Self-driving cars might move faster to full autonomy if they could talk to each other and to technology-enhanced buildings, traffic lights and other elements of the infrastructure. Mr. DeCicco laments that the federal government has been slow to adopt so-called vehicle-to-everything regulations, also known as V2X. “An unwillingness to invest in V2X will slow down progress,” he said.

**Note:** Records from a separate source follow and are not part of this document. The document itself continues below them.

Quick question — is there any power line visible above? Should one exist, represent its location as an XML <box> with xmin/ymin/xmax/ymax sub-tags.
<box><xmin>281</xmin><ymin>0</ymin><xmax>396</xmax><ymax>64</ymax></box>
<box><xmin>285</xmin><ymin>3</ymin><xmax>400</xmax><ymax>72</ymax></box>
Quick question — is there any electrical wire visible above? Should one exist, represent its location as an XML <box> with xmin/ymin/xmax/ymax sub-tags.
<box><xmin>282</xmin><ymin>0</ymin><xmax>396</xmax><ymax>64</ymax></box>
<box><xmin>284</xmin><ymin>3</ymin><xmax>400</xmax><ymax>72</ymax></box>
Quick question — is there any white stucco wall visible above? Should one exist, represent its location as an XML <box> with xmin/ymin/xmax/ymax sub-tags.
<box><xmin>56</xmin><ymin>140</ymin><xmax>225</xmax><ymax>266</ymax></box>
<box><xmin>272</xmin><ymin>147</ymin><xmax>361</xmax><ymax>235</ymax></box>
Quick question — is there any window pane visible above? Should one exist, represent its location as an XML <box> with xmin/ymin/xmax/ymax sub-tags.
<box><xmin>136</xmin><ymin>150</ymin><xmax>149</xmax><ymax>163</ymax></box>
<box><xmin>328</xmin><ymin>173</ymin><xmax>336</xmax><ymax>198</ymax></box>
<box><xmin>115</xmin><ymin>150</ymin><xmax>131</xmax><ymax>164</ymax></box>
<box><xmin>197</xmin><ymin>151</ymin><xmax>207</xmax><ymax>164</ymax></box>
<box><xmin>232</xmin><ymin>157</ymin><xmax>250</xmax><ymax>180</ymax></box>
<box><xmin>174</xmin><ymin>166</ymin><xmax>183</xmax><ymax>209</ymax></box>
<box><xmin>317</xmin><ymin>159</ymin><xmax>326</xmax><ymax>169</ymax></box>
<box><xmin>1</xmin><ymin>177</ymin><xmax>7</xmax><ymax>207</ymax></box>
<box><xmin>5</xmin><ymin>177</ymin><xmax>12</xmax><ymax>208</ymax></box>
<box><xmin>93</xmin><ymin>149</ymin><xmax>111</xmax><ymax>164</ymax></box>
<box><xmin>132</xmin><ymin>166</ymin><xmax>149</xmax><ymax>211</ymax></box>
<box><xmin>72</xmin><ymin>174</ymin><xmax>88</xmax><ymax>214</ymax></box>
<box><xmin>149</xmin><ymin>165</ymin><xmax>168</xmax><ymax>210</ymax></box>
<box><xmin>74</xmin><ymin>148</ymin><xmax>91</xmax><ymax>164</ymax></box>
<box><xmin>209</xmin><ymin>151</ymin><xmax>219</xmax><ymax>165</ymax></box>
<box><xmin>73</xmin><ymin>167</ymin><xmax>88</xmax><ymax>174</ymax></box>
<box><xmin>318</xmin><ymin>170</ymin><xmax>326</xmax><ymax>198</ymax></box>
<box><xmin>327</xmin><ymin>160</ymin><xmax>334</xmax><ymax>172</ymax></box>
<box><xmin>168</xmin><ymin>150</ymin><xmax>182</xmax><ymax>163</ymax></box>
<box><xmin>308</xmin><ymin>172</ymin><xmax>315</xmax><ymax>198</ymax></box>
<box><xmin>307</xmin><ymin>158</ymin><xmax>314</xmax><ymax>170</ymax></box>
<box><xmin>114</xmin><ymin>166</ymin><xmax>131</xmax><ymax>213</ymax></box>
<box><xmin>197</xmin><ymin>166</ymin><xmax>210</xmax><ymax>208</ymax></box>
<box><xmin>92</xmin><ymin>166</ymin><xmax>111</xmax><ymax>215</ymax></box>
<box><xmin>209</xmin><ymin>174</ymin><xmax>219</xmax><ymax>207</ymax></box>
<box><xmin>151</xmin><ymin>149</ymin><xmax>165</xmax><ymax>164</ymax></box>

Advances were finally being made even without federal standards, Mr. Abuelsamid said, although there are two competing technologies. Some V2X was first installed on Cadillacs in 2017, and elements of the technology will be made available on Ford and General Motors vehicles in 2022 and 2023, he said.
“V2X is definitely a benefit,” Mr. Abuelsamid said. “With just onboard technology, cars can’t see what’s around that blind curve or what’s in front of that truck. If V2X is widely deployed, it will result in extended situational awareness.” And faster deployment of autonomous cars.
In 2017, Ms. Chase instigated the Shared Mobility Principles for Livable Cities, created with the World Resources Institute, the Rocky Mountain Institute, the Natural Resources Defense Council, Transportation for America, C40 Cities and the World Business Council for Sustainable Development, among others. There are more than 180 public and private endorsers.
One principle is that autonomous vehicles “are part of shared fleets, well-regulated, and zero emission.” It does seem likely that self-driving cars will be electric, because the industry is moving in that direction in tandem with its push for autonomy. But whether they’ll also be shared is far from certain.